Kare Anderson is an Emmy-winning former NBC and Wall Street Journal reporter who now writes the Connected and Quotable column at Forbes, and speaks on communicating-to-connect. She’s the author of Moving From Me to We and co-founder of the Say it Better Center.
Q: What’s the most significant risk you’ve taken professionally?
Kare: As a Wall Street Journal reporter, in my second week of work, based in London, and with no background in economics, I was told to interview one of the foremost economists in Europe.
He was so enraged by my “ineptitude” and “ignorance” that were “blindingly evident within minutes of my interview” that he stood up and started pointing and shouting at me in his office with the door open. Yes, I remember those exact words and phrases, and those are the ones that are “clean” enough for me to repeat here.
I kept asking for clarification of his terms and concepts and that irritated him more. A small crowd was forming just outside his door. I could hear tittering. The economy was bumpy then and he felt strongly about what the government should do. I simply did not understand him at first and it took quite awhile for me to decipher a couple of his views so (barely) adequately write my story. My boss, the bureau chief was not happy with me when I returned and told him what had happened, including how he finally kicked me out of his office. Walking through that parade of chuckling staffers was not my best moment especially as he had spilled coffee on my skirt during one of his outbursts… I mean clarifications. He wrote a letter to the editor, quite articulately and vividly citing my flaws as a reporter. There were 30.

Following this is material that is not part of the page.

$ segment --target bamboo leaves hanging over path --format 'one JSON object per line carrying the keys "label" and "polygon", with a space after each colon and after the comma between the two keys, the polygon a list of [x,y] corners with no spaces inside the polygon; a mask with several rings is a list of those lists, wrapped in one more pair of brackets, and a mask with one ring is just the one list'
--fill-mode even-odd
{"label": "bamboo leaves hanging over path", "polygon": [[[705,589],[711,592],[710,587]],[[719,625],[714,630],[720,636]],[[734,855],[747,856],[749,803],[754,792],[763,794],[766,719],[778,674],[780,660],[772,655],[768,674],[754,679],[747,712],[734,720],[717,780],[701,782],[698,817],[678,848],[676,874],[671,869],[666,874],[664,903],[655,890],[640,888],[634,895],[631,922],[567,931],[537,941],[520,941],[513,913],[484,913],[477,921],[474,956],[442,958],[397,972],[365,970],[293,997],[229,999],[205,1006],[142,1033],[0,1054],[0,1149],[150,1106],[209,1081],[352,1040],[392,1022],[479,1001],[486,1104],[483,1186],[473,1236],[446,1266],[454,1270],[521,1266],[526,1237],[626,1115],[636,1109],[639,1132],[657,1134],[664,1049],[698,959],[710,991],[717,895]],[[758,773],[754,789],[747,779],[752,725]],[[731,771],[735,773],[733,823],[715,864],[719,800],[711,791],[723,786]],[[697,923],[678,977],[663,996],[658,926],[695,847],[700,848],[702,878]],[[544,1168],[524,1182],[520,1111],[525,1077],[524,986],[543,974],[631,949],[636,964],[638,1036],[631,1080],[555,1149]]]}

Yet several people wrote letters say they finally understood the underlying economic theory. That’s what most mattered to me, yet I know the writing was not my strongest because of the pressures I felt, being new to a news bureau and a country.
The unexpected upside for me (and I DO mean unexpected) was that his letter apparently boosted readership of my story… and many people, especially women, expressed outrage at him for his personal attacks. Even more women and men wrote letters to the editor in the coming weeks in support of me because the economist made the mistake of responding to some of the attacks by counter-attacking people by name, thus escalating it. I found it mortifying.
My boss was thankful that the battled was made personal, rather than about my “thin coverage” (his polite phrase) in my original story – and that the back and forth story had legs, getting picked up by other media outlets. My nimble French interpreter (I was moved around Europe and she spoke seven languages) and I bonded over the incident. She was wonderfully protective and reached out to her well-placed friends and family members to fan the flames of the story, I learned months later.
Ironically the visibility made people curious about me so it was easier to secure interviews. Above all it cemented my habit of doing more advance research before an interview and to grow credibility in one, specialized beat so it was less likely I had to cover stories outside my area of expertise.